Sunday, March 4, 2012

What Utica can learn from Colorado Springs

I enjoy listening to the varied news and special interest programming on the weekend NPR (91.9 FM). On "This American Life" recently, the City of Colorado Springs, Colorado was highlighted. Talk about financial meltdown! The city was so financially drained it actually had to shut off half of it's street lights!

Located in Colorado Springs is a 5 star diamond rated resort hotel, The Broadmoor. Owned by Steve Bartolin, the hotel was once billed as "The Grand Dame of the Rockies." Concerned that the city surrounding his establishment was in severe crisis, he decided to get involved.

Mr. Bartolin got ahold of a city budget and what he discovered shocked him. The city was spending nearly 80% of its resources on manpower to run the various departments. In his resort, 35% for staffing was the level. "If I ran my business like they run the city,"he was quoted as saying, "I would be closed in a year."

Indeed, the staff of the Broadmoor was actually larger than that of the city! So, Steve got to work. He analyzed the budget and came up with ideas to save money based on his business acumen. He met with other concerned citizens and demanded that the city clean up its act. When the mayor refused, he and his group backed a new candidate who eventually won.

Things did not turn around over night. There was a lot of wrangling over what needed to change. Privatization of city services and union concessions were needed to stabilize finances. When he started, Mr. Bartolin had noticed that the city parks were brown and wilted due to the lack of attention from the city. "The parks are green again', said Bartolin. " We have our city back."

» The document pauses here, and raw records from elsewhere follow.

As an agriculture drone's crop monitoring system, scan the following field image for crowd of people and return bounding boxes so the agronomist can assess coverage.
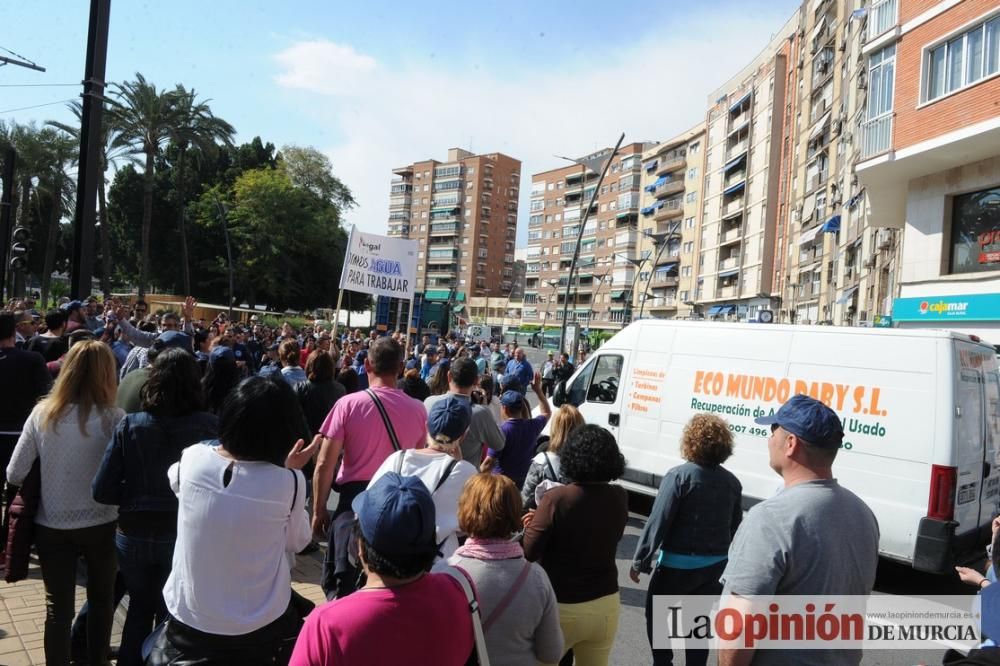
[0,298,896,665]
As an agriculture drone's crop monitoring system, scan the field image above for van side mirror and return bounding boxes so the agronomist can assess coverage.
[552,380,566,407]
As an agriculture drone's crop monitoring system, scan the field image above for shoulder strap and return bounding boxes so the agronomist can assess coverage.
[431,458,458,495]
[444,566,490,666]
[365,389,403,451]
[483,561,531,631]
[542,451,559,481]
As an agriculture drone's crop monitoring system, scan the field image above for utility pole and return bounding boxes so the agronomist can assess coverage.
[0,147,17,302]
[70,0,111,299]
[557,132,625,355]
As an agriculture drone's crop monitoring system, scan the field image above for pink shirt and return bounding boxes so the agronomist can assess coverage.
[319,387,427,483]
[289,574,474,666]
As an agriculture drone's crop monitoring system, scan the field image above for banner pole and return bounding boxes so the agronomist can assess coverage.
[405,292,420,359]
[330,289,344,344]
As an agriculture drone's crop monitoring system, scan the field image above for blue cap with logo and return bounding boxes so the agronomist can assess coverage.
[754,394,844,448]
[351,472,437,555]
[427,395,472,444]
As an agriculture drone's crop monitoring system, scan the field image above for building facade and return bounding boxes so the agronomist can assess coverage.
[857,0,1000,344]
[632,123,705,319]
[522,143,649,330]
[389,148,521,307]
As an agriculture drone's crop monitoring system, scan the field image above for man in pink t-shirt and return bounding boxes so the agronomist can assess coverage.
[312,336,427,599]
[289,472,475,666]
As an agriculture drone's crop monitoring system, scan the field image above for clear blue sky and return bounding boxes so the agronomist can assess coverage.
[0,0,798,239]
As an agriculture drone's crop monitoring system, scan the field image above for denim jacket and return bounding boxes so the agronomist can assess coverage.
[632,462,743,573]
[91,412,219,513]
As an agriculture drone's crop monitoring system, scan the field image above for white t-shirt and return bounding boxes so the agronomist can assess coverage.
[7,405,125,530]
[163,444,312,636]
[368,451,477,559]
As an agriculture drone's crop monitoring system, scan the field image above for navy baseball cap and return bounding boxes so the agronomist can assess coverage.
[351,472,437,555]
[754,394,844,448]
[500,391,524,408]
[156,331,192,352]
[427,395,472,444]
[208,345,236,364]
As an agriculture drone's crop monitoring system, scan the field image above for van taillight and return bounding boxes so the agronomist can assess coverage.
[927,465,958,520]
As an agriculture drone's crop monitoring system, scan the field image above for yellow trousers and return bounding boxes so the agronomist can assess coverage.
[544,592,622,666]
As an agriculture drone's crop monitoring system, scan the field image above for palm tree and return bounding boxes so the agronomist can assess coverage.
[169,84,236,294]
[45,102,127,295]
[109,73,177,298]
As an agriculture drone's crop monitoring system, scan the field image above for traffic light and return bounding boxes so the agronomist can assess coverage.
[10,227,31,271]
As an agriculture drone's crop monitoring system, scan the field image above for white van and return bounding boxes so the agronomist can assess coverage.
[553,320,1000,573]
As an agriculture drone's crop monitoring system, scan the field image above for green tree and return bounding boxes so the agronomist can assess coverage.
[109,73,178,298]
[169,85,236,294]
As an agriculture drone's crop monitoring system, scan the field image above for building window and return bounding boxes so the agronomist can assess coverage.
[924,16,1000,101]
[951,187,1000,273]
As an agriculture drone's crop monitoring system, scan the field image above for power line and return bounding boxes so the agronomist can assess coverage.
[0,98,74,114]
[0,83,83,88]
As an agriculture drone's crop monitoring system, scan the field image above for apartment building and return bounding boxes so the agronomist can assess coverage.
[857,0,1000,344]
[632,122,705,319]
[693,13,798,321]
[389,148,521,308]
[522,143,651,330]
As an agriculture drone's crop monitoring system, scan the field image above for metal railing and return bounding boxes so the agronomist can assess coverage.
[868,0,898,41]
[861,112,892,159]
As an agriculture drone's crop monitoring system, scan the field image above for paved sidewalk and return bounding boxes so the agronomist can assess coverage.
[0,548,326,666]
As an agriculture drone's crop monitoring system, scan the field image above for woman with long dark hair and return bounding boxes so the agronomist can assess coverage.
[524,425,628,664]
[156,377,321,665]
[93,348,219,666]
[7,340,125,664]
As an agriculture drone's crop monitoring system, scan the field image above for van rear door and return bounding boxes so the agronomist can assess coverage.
[954,341,1000,534]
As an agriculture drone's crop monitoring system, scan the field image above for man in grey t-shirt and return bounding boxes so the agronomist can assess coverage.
[424,356,504,467]
[719,395,879,666]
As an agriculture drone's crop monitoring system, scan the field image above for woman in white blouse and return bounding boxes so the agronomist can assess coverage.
[7,340,125,664]
[156,377,318,664]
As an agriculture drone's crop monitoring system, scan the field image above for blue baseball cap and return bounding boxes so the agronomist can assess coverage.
[427,395,472,444]
[754,394,844,448]
[156,331,192,352]
[208,345,236,364]
[351,472,437,555]
[500,391,524,409]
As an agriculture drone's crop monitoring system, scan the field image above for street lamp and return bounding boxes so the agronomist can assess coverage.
[639,220,681,319]
[556,132,625,353]
[614,252,649,327]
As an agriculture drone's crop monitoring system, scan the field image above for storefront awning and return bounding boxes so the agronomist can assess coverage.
[722,180,747,196]
[837,287,858,305]
[823,215,840,234]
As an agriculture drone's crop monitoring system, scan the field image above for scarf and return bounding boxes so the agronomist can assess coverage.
[455,537,524,560]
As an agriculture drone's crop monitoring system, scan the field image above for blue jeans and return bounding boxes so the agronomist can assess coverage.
[115,532,177,666]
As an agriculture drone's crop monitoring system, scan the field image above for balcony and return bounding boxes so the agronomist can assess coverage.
[431,222,458,236]
[615,231,639,250]
[722,197,743,217]
[656,155,687,176]
[726,139,748,162]
[719,255,740,271]
[719,227,743,245]
[866,0,898,42]
[861,114,896,160]
[653,199,684,222]
[653,178,684,199]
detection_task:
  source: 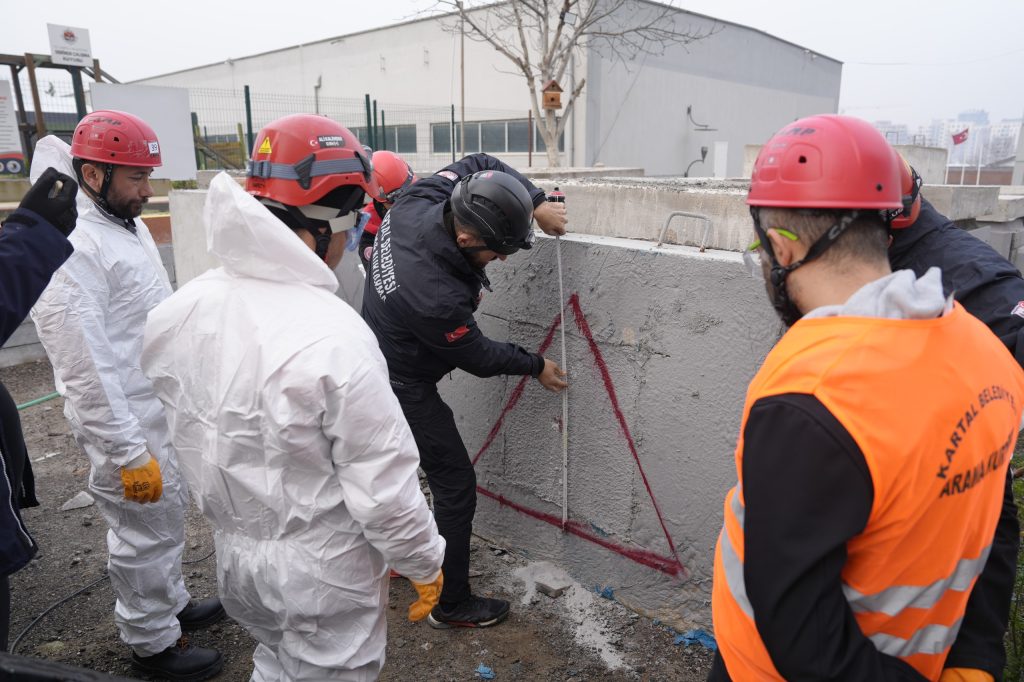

Utica, N.Y. A city in similar crisis.

When are we going to figure it out? The same narrative over and over with the same results. Across the nation, municipalities are on the brink of financial ruin. Some get it. Many others do not.

But we live here. In Utica. And at this point, I am afraid we just do not get it. No real systemic changes are ever discussed. It's always a snip here, a cut there. Get to the bottom line, raise taxes just enough to cover expenses but not enough to cause complete anarchy. Breathe a sigh of relief that we got through it-this time. Go back to business as usual and do it all again next year.

Where is our Steve Bartolin? The public needs leadership-from the PRIVATE sector. Once someone gets elected, it's all over. They become entrenched almost immediately. Eyes glaze over, they join the "Walking Dead" of city government. They borrow our way out of disaster, maintain cozy relationships with the unions and promote a no growth policy.

The public will react. Utica will wake up.

The question is, will it be too late?